As a business coach for over 25 years, I have seen the repercussions of the unexpected in the business realm and it's not unlike what has happened in Texas. I have seen business owners struggle to regain their forward momentum after a devastating blow of losing a partner or a key team member. I have seen what happens when a business doesn't have strategic depth and hasn't planned for the unexpected. I have seen what happens when an owner thinks that "it could never happen to us." Fortunately for most business owners, there are steps that you can take now to be prepared in the future for the unexpected. 

The Hit by the Bus Test.

Would your business be able to stand the hit by a bus test? Strategic depth is your company's ability to weather a storm, both figuratively and literally. It's taking the time to think through all possible scenarios and creating a plan on how you can prepare if something were to happen to you or a key team member, and helps you negate the stress, fear, and anxiety that comes with running a business that is reliant on you. 
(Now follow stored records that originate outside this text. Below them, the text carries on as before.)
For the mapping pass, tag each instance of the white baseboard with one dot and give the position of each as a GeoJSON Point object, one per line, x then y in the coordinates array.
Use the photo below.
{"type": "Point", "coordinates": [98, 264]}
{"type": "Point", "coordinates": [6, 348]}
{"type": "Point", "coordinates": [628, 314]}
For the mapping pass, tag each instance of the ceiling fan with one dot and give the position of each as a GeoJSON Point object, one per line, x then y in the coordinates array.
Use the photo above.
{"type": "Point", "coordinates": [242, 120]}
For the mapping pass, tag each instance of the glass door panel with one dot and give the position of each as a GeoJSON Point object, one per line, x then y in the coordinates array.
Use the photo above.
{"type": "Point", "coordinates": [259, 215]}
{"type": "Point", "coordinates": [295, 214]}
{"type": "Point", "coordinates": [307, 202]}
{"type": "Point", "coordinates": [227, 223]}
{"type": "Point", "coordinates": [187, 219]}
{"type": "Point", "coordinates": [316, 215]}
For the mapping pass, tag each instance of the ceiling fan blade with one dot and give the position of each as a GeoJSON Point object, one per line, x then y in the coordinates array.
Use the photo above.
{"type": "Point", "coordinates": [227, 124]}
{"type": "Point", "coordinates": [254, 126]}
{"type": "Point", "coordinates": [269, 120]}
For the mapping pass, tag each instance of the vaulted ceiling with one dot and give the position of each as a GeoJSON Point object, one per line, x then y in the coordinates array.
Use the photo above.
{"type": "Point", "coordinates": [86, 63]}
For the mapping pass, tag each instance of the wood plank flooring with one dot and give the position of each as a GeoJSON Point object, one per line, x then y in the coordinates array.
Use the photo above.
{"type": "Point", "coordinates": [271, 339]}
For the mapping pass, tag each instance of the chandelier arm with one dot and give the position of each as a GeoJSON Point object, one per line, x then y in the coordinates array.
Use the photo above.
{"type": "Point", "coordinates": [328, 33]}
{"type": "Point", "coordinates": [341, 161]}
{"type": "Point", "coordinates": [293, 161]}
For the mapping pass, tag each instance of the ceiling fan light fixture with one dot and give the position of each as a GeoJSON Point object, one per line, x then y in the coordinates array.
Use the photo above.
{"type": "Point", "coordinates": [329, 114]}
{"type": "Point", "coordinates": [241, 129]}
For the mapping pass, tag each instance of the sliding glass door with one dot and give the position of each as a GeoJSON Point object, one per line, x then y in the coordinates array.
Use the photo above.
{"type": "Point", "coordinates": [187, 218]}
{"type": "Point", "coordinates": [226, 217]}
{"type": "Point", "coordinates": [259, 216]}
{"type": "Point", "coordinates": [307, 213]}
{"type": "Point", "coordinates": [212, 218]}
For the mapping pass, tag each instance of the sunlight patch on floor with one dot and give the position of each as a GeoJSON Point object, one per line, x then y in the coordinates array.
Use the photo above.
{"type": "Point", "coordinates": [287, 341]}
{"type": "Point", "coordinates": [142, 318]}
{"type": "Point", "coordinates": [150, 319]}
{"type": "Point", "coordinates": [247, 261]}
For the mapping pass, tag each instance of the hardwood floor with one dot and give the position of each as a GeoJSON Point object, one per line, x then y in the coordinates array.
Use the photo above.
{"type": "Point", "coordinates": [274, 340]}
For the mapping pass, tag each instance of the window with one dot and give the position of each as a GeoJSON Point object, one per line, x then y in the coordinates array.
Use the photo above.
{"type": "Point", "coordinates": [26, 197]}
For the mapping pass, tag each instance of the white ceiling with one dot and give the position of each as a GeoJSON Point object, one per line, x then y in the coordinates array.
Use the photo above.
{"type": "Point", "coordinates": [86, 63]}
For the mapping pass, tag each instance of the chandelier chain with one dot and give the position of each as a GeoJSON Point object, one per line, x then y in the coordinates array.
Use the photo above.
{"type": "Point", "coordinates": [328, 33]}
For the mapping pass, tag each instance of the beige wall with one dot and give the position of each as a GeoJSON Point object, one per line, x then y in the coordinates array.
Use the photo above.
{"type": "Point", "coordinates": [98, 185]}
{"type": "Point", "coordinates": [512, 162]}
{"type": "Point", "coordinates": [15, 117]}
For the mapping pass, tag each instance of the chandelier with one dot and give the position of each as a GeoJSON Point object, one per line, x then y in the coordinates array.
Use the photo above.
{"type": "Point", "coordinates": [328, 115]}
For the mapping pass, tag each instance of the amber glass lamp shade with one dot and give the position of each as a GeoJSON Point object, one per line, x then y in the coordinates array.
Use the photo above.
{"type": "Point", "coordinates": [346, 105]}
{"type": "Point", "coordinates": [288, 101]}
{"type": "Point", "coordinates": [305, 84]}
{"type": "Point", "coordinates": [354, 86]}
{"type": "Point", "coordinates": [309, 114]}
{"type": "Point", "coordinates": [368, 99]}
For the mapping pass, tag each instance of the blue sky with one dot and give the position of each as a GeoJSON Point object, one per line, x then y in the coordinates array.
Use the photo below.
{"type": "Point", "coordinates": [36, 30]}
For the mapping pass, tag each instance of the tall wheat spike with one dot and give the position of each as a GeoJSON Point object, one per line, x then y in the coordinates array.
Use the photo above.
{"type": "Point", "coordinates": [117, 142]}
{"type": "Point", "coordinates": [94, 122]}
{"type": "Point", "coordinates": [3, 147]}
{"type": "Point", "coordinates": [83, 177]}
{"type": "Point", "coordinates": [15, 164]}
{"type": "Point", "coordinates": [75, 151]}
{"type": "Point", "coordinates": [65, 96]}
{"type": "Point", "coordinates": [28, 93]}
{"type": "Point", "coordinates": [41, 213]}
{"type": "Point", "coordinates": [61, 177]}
Let's say for instance that you have a key team member that has been with your company for 10-plus years. They are an integral part of the company and they have a lot of knowledge locked in their head. The business relies heavily on their expertise and they have been with you so long, you may take for granted that they will continue to stay with you for another 10 or 20 years. But what happens if their spouse gets a job offer out of state? Or if they fall ill and need to take medical leave? Do you have a plan for how to move forward? That's strategic depth.

How to Get Started.

The first thing is to identify the areas of concern. This could vary greatly, but a good start would be to look at your various company pillars and functions, and identify weaknesses in your sales/marketing area, financial, operations, etc. You can look at things like:

  • Accounts payable/receivable. If you were unable to sign checks would your business be able to keep going? How could you mitigate this risk?

  • Manufacturing/order fulfillment. If your current manufacturer, distribution house, or service workers were unable to come to work or do their duties, how long could your business keep going? How could you mitigate that risk?

  • Customer service. Who will be there to answer the phones or help with customer issues if you lose a key team member. Could a knowledge base or cross training help mitigate your risk in this pillar?

Check in Often

Once you have done the first pass and created a strategic depth plan, it's a good idea to check in often to not only measure your progress, but to also add in additional areas of concern. That nagging feeling you get when you lay down in bed at night, when you worry about what would happen to your business if you got sick and couldn't work anymore? That's an indication that you need to do more for your strategic depth. While you will still be thrown curve balls, the more prepared you are for the unexpected, the better off your business will be. Good luck!